Piero Chiara Saluti Notturni dal Passo della Cisa
Saluti notturni dal passo della Cisa di Piero Chiara è un bellissimo libro. Non tanto per quello che dice, ma per come lo dice. Le storie narrate da Piero Chiara risentono profondamente e positivamente della tradizione orale, come molti critici ebbero a dire, tra cui Luigi Baldacci nell’introduzione a Il balordo.
Grande novellatore italico, Piero Chiara ha preso il meglio della cerebralità pirandelliana e l’ha saputa travasare in una scrittura più densa e più concreta, più viva e più vitale, fatta di personaggi fortemente caratterizzati e vicende dove il chiaroscuro detta il ritmo del paesaggio interiore. Con Saluti notturni dal passo della Cisa di Piero Chiara siamo di fronte a un capolavoro e a un notevole esempio di scrittura giudiziaria.
Chiara – con la maestria del commediografo scaltro – traccia una cartina di strade e di sentimenti che si intrecciano nel cuore del lettore e lo portano a vedere e a sognare i bellissimi paesaggi chiaroscurali di Fornovo, di Bocche di Magra, di quei paraggi nascosti dell’Appennino tra Liguria e Emilia con apprensione. Si legge questo libro col fiato sospeso, aspettandosi qualche colpo di scena diabolico sapendo di avere a che fare con Piero Chiara, un maestro del paradosso e dell’assurdo. Ma a leggerlo bene, tanto assurdo non ci pare, piuttosto, ci pare lucidamente calato negli umori della piccola borghesia italica, per la quale sembra non vi siano slanci ideali ma soltanto interessi personali e materiali.

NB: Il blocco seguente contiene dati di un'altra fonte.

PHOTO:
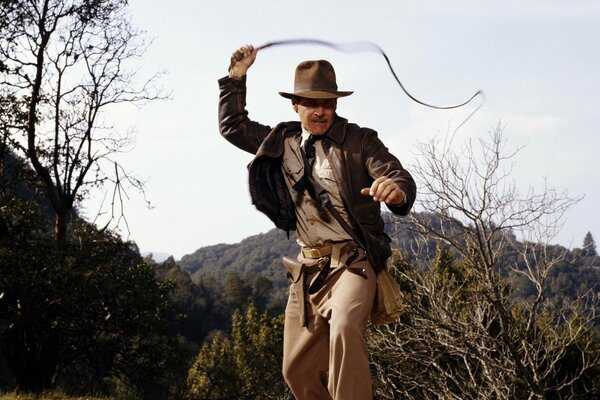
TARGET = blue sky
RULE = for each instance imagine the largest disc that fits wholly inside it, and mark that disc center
(536, 61)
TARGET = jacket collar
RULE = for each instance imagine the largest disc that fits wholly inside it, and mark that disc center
(337, 132)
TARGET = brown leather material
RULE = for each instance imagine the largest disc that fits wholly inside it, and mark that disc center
(356, 156)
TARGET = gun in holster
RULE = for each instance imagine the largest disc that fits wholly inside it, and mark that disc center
(298, 272)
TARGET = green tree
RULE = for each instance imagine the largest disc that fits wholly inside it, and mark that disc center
(463, 337)
(246, 365)
(82, 316)
(63, 65)
(589, 245)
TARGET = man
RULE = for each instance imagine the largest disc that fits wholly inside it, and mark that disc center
(325, 178)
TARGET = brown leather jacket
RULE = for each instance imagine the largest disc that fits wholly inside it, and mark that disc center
(357, 157)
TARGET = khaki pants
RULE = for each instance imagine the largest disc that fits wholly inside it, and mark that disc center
(327, 359)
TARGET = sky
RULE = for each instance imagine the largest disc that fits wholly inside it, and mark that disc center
(536, 61)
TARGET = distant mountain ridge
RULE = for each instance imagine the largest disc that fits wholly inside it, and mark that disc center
(256, 255)
(260, 255)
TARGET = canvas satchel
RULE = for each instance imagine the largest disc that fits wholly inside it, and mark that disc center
(388, 300)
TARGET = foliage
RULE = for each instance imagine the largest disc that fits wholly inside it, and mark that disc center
(84, 316)
(256, 255)
(245, 365)
(462, 336)
(450, 342)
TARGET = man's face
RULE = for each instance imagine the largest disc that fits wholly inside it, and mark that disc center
(316, 115)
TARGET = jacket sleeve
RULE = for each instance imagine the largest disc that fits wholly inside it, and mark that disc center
(234, 124)
(380, 162)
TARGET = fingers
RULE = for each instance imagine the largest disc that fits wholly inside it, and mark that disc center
(243, 52)
(241, 60)
(386, 190)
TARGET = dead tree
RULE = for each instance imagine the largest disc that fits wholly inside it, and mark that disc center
(64, 66)
(461, 336)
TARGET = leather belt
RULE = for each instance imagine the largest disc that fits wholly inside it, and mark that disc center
(317, 252)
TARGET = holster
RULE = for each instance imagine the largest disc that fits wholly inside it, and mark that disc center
(298, 278)
(298, 273)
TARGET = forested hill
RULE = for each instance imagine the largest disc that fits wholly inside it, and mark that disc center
(260, 255)
(256, 255)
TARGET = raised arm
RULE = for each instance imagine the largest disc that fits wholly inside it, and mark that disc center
(234, 123)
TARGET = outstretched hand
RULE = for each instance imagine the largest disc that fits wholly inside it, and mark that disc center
(241, 60)
(386, 190)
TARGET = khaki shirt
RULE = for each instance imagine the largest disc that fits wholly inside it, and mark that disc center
(315, 227)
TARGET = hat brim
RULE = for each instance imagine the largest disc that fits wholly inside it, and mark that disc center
(316, 94)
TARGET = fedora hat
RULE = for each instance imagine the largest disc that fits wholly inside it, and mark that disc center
(315, 79)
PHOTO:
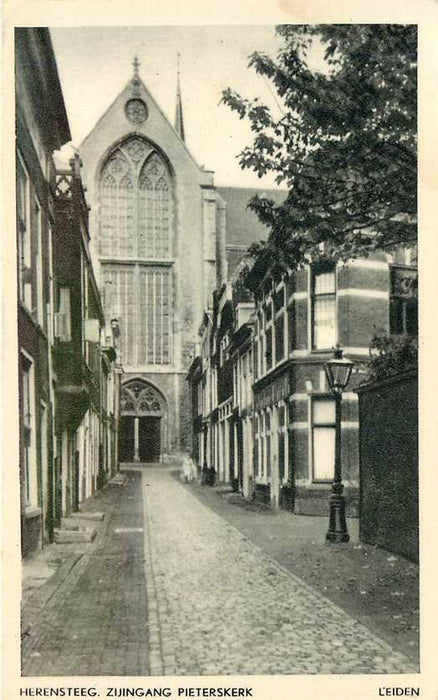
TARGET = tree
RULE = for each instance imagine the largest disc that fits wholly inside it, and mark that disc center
(344, 144)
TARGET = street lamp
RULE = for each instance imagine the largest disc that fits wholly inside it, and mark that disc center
(338, 372)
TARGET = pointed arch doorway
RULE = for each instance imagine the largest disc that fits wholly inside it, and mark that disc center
(142, 422)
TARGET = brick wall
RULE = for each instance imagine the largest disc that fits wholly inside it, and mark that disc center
(389, 464)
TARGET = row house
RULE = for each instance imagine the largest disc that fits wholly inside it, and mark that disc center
(60, 373)
(279, 409)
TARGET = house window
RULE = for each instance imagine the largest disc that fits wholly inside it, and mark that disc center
(136, 203)
(28, 433)
(268, 444)
(403, 307)
(256, 447)
(143, 298)
(323, 439)
(279, 338)
(268, 353)
(324, 309)
(39, 262)
(282, 444)
(24, 236)
(63, 317)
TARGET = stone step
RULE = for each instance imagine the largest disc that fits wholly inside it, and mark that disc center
(69, 524)
(118, 480)
(83, 515)
(72, 536)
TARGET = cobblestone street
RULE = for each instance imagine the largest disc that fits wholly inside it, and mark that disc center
(189, 596)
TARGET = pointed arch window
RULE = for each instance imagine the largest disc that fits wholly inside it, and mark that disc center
(136, 203)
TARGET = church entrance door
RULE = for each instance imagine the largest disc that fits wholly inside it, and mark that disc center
(126, 439)
(149, 439)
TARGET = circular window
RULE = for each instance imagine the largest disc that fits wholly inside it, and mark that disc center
(136, 111)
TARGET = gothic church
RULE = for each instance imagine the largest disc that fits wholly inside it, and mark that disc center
(159, 239)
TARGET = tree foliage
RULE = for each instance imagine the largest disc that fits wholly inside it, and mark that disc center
(391, 355)
(344, 144)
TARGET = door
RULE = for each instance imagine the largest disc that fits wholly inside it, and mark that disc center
(126, 439)
(149, 439)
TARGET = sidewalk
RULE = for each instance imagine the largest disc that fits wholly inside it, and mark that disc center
(374, 586)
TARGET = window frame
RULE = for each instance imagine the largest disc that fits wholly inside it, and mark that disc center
(328, 397)
(403, 300)
(316, 270)
(24, 234)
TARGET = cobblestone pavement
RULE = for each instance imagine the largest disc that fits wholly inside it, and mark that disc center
(219, 605)
(188, 596)
(94, 621)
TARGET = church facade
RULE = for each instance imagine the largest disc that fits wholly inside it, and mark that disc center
(156, 240)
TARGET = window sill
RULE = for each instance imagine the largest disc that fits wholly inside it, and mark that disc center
(38, 327)
(32, 512)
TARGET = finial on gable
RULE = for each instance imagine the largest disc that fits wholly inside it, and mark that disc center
(179, 119)
(136, 82)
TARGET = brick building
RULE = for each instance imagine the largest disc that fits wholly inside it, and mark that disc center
(279, 407)
(163, 240)
(63, 373)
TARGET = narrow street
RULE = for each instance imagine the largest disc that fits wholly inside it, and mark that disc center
(170, 588)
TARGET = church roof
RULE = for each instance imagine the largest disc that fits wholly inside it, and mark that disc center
(243, 226)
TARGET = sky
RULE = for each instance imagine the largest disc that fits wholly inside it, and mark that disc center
(95, 63)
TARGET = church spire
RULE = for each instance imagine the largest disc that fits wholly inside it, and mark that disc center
(179, 120)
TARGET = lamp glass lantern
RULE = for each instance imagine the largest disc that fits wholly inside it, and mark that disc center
(338, 371)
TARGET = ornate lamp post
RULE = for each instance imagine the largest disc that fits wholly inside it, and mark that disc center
(338, 372)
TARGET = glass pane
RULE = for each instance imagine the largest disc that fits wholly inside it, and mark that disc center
(281, 416)
(281, 455)
(325, 327)
(323, 453)
(279, 338)
(269, 348)
(412, 317)
(323, 412)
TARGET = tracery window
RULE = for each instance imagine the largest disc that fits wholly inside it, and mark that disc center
(136, 203)
(136, 224)
(142, 296)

Il paesaggio che fa da sfondo alla storia, che pure meriterebbe qualche accenno in più – basti pensare alla maestosità del Golfo di Lerici a vista delle Alpi Apuane a picco sul mare – è tratteggiato in maniera didascalica, stenografica, quasi a voler togliere al lettore ogni godimento morale e ideale, a voler sottolineare e a volerci far concentrare sullo squallore e l’aridità dei personaggi. Chiara – in questa come in tutte le altre sue Opere – fa onore a una scrittura di tipo etico, ovvero, una scrittura misurata e priva di ogni tipo di abbellimento estetico, quasi a voler redigere un rapporto o un referto ufficiale, una sorta di richiamo alla Legge e alle Istituzioni, di cui Chiara fu funzionario ma anche voce critica. Tanto ci sarebbe da descrivere di un percorso automobilistico che prende le mosse da Bergamo Alta e giunge a Lerici, per campagne e vestigia storiche, attraversando Pontremoli e altre italiche bellezze. Tanto ci sarebbe da raccontare di una notte d’amore appassionato. Eppure, Piero Chiara preferisce accennare e passare oltre, e solcare il vivo di una storia fatta di indizi e fatti nudi e crudi, cui non serve la descrizione di sentimenti e bellezze, perché la storia ci vuole narrare e dare lo spessore dell’umano nella sua precisa e unica dimensione etica. Non ci sembra, in questo, tanto distante dal naturalismo francese, o dal verismo italiano alla Federico De Roberto, secondo uno stile freddo e documentario. A salvare Piero Chiara dalla totale freddezza, però, vi è la sua appartenenza alla cultura orale, alla vita sfaccendata di provincia fra bar e sale da gioco, che imprimono alla sua scrittura un tono umano, bonario, se non di perdono, di umana e fatalista accettazione.
Corruzione morale di un’Italia agiata, che Piero Chiara disegna con tratto lieve, ironico, destreggiando la punta della matita tra il sordidume e la sporcizia, senza sporcare il foglio.